In a sign of how seriously the Obama campaign is taking Pennsylvania, last night at my ward endorsement meeting, the Obama campaign actually sent three surrogates to speak to, and take questions from, the committee people. One of those surrogates was iMark Alexander, the national policy director! And this is just one of 66 wards in Philadelphia, which itself only represents 23-25% of the statewide primary electorate in the state. Despite my large platform, I could not pass up the chance to ask a question about residual forces in Iraq to the national policy director.
The answer was pretty much as expected. There will be residual troops, carrying out a variety of possible missions: protecting the embassy, participating in an international peacekeeping force, conducting counter-terrorism, and training Iraqi troops. All of those missions, except embassy protection, were listed as possible missions, not definite ones. No estimate on troop levels were provided. Basically, it was all of the same answers I kept receiving from campaigns back in 2007, and which eventually led to the following television commercial:
A key adviser to Senator Obama's campaign is recommending in a confidential paper that America keep between 60,000 and 80,000 troops in Iraq as of late 2010, a plan at odds with the public pledge of the Illinois senator to withdraw combat forces from Iraq within 16 months of taking office.
The paper, obtained by The New York Sun, was written by Colin Kahl for the center-left Center for a New American Security. In "Stay on Success: A Policy of Conditional Engagement," Mr. Kahl writes that through negotiations with the Iraqi government "the U.S. should aim to transition to a sustainable over-watch posture (of perhaps 60,000-80,000 forces) by the end of 2010 (although the specific timelines should be the byproduct of negotiations and conditions on the ground)."
This is not surprising at all, given that Kahl wrote the paper for the Center for a New American Security (which is not "center-left"). That was the think tank that finally allowed us to put a solid figure on the size of residual forces back in September. Second, it has been clear for literally a year now that both Obama and Clinton (and Biden and Dodd) were proposing residual forces in Iraq of this size. This is publicly available information, and it has been around for some time. While both Kahl and the Obama campaign deny that the plan represents the position of the Obama campaign, the fact is that the answer I received last night on residual forces, just like the answers I had been receiving on residual forces during 2007, is exactly the same as the Center for a New American Security plan. It is exactly the same list of troop missions, only without the estimate on the number of troops.
This isn't something that the Clinton campaign should crow about, because the 60,000-troop plan is also exactly the same as their residual force plan.
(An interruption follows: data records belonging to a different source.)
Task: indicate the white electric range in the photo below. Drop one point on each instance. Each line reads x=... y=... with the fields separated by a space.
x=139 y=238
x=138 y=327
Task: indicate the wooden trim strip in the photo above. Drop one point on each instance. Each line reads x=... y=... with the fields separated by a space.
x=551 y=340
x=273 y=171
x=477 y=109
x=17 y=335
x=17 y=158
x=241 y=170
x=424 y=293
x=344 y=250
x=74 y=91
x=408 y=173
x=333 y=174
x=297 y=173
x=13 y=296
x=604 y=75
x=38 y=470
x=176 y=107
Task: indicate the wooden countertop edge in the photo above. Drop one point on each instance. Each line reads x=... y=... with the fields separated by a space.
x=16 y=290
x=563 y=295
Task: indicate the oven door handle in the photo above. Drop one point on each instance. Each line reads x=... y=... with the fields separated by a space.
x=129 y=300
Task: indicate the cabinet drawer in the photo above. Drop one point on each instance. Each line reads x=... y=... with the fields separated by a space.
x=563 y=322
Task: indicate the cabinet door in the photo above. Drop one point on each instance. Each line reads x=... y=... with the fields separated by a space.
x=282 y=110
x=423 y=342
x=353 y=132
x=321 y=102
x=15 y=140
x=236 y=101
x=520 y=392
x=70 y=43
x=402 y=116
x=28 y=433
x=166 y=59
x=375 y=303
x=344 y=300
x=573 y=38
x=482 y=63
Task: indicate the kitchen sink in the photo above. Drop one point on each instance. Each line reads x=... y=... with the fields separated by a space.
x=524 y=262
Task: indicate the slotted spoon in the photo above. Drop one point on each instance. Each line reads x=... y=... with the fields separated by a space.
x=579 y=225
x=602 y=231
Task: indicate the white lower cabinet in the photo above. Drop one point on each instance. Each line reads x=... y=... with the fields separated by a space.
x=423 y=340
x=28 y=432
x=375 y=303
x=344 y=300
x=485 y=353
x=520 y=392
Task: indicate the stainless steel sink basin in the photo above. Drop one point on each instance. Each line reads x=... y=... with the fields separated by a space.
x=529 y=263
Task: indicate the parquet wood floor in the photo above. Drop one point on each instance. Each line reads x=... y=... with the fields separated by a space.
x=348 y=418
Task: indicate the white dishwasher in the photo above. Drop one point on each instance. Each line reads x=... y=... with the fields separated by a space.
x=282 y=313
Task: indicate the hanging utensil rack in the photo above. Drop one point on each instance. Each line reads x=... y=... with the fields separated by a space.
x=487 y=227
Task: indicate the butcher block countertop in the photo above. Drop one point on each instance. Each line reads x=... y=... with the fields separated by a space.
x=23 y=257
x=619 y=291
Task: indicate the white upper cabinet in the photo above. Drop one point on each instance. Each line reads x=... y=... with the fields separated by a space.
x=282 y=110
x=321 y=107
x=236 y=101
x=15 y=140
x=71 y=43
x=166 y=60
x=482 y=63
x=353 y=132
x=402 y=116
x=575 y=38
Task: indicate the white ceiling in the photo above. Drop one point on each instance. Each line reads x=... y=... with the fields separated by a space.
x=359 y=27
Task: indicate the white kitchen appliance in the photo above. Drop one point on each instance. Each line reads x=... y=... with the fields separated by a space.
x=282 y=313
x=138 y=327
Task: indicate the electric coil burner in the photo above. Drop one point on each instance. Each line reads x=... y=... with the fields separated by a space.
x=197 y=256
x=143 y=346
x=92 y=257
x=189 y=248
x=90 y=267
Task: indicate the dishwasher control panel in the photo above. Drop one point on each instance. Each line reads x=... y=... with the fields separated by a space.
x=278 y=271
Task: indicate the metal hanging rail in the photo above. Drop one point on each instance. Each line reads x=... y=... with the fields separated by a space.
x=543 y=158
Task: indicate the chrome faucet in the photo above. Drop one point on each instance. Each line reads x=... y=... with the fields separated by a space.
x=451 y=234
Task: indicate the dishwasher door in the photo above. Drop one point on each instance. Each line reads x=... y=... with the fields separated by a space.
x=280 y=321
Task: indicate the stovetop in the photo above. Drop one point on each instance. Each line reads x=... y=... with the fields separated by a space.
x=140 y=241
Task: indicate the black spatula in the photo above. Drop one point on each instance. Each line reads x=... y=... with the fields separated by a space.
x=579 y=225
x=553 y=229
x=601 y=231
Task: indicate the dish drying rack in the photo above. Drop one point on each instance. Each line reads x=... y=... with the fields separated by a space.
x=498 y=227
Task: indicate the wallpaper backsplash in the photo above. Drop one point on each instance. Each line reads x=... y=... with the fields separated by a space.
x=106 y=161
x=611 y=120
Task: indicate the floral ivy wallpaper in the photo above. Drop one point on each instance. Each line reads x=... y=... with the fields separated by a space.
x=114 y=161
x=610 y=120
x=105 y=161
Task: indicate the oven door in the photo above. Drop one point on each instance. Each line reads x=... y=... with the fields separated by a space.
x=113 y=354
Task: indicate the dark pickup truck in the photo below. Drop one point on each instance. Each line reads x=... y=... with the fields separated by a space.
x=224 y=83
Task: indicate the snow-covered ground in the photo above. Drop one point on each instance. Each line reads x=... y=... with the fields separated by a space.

If anything, unless their proposals have changed, the Clinton campaign's plan is worse, since their residual force missions are listed as definite rather than as possible, and also listed as happening in Iraq, instead of some possibly happening in a neighboring country. The simple fact is that once Edwards dropped out, there was no longer any meaningful difference between the remaining Democratic candidates on residual forces. As such, residual did not play a role in determining who I would support in the primary.
It is increasingly clear that, even in a Democratic administration, in order to reduce the size of, or do away with entirely, residual forces in Iraq, several things will have to happen. First, it will be important for a no residual force supporter, such as Bill Richardson, to hold either Secretary of State or Secretary of Defense. Second, it will require congressional leadership, such as that found in the Responsible Plan for Iraq, to pass legislation requiring even a Democratic President to reduce the size of, or do away with entirely, residual forces in Iraq. Third, it will require continuing pressure of Democrats, progressives and anti-war activists who will support the nominee this year to influence and hold the new President accountable on completing withdrawal from Iraq. The simple, and depressing, fact is that we will not end our military participation in the war in Iraq just by winning a big trifecta in the 2008 elections. In order to build a truly progressive governing majority in this and other areas, we will have to keep fighting long afterwards. To put it one way, progressives will need our own residual troops in a Democratic administration.